Parecería mezquino presentar objeciones, desde el punto de vista de un observador sin voz ni voto en los encuentros, a una reunión protegida por un clima cívico relativamente sano. Sin embargo, basta revisar las resoluciones del primer encuentro (1967) para comprobar que sus propósitos ni empezaron a cumplirse en los dos años siguientes: las medidas de difusión internacional conjunta, tanto como las que hubieran favorecido la circulación de films entre distintos países del continente. En la reunión de 1969 ni siquiera se intentó proponer soluciones prácticas. Tras colocar la reunión "bajo la conducción espiritual del Comandante Che Guevara", se prefirió declamar contra el imperialismo norteamericano en un verdadero torneo de buenas conciencias revolucionarias, con lugar para el arrebato lírico-ideológico: "Soy un agitador cinematográfico, pero en primer término un agitador político" (Santiago Álvarez); "Para matar al enemigo no se precisa el mejor fusil; para combatir contra el imperialismo no necesitamos los mejores films sino los más eficaces" (Joris Ivens).
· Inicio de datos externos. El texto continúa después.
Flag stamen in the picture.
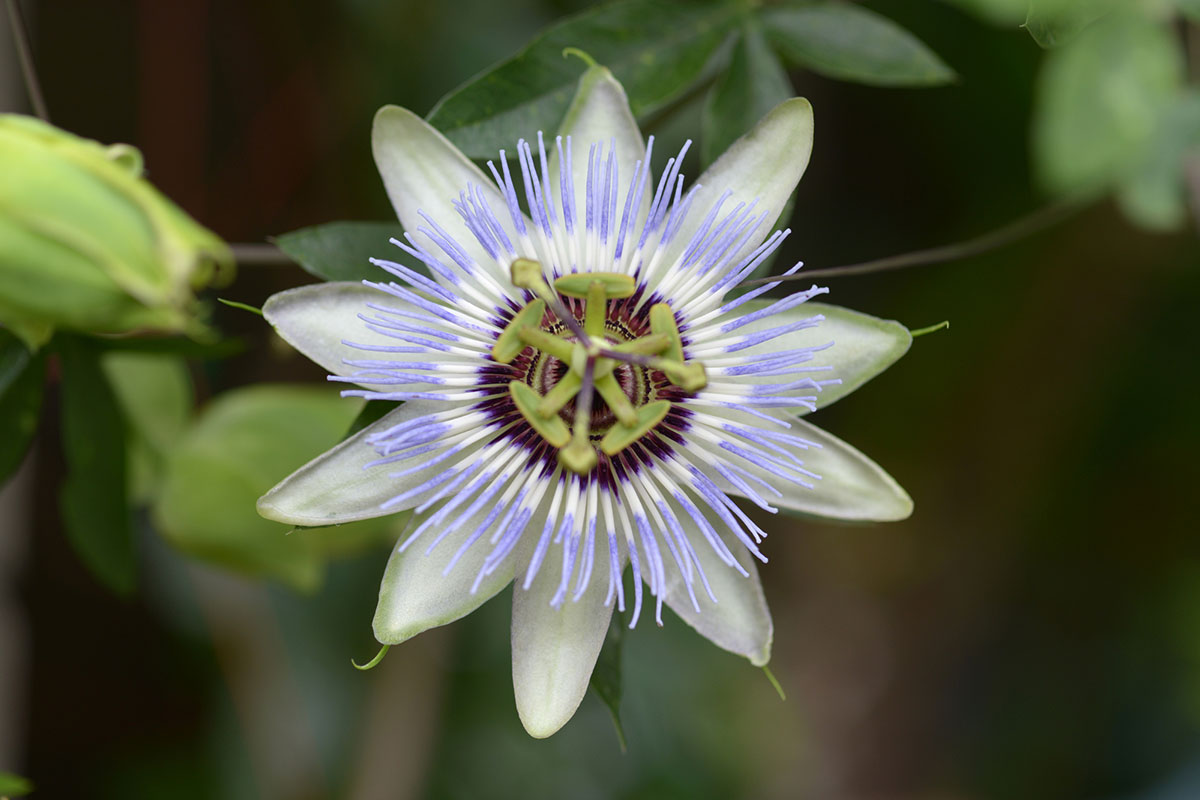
[556,359,600,475]
[492,300,546,363]
[552,273,637,300]
[511,258,590,344]
[650,302,683,361]
[509,380,571,447]
[600,401,671,456]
Que el continente no es la víctima indiferenciada implícita en tantas alocuciones lo demuestra, aun modestamente, la coexistencia de climas políticos tan distintos como los de Chile y la Argentina. Al hacer de la Revolución un principio moral, una entidad trascendente, los debates perdieron toda tensión dialéctica y, aun cuando todos sus participantes no hubieran estado fundamentalmente de acuerdo, se contribuyó a instaurar una jerarquía dogmática de rigidez casi eclesiástica. El resultado fue, curiosamente, proponer una América latina no tanto al gusto cubano como al europeo: una encuesta de la Radio Televisión Italiana (Viaggio nell' America Latina) ilustró el punto de vista europeo inmejorablemente. En que la delegación cubana asistió en el mismo plano que las demás, y sus miembros hablaron por televisión sin censura previa cuando se los invitó.
Italia, país burgués apenas liberal, los medios oficiales de comunicación difunden una información que en la Argentina sería considerada subversiva a pesar de las varias personalidades oficiales que se prestan a sus entrevistas.
De las muchas muestras exhibidas, cortometrajes casi todas, de cine clandestino, basta decir que su mérito es el de existir: testimonios de una realidad negada por quienes detentan el poder, elementos que la historia ordenará o interpretará. Los ejemplos uruguayos y colombianos, simples balbuceos, sinceros pero invenciblemente retóricos, plantearon un problema mayor, que los debates ni siquiera rozaron: qué sentido tiene intentar un cine político, hasta dónde el carácter político le presta determinado contexto a obras que no lo reclaman en primer término, hasta dónde la elección de una actitud combativa debe medirse con la realidad de un lenguaje (el cine), una comunicación convencional como la que instaura la existencia de imágenes proyectadas y un espectador ante ellas. Quienes suelen asistir a estas muestras clandestinas no las necesitan para convencerse de lo que propalan; quienes no profesan su punto de vista, no se enteran siquiera de su existencia o permanecen indiferentes a su prédica. Quizá sea el placer que produce el cine (mayor, más inmediato que cualquier otra forma de creación o entretenimiento) lo que suele someterlo más irremediablemente a muchos raptos moralizantes que no parecen provenir de verdaderos revolucionarios sino de burócratas de cualquier sistema.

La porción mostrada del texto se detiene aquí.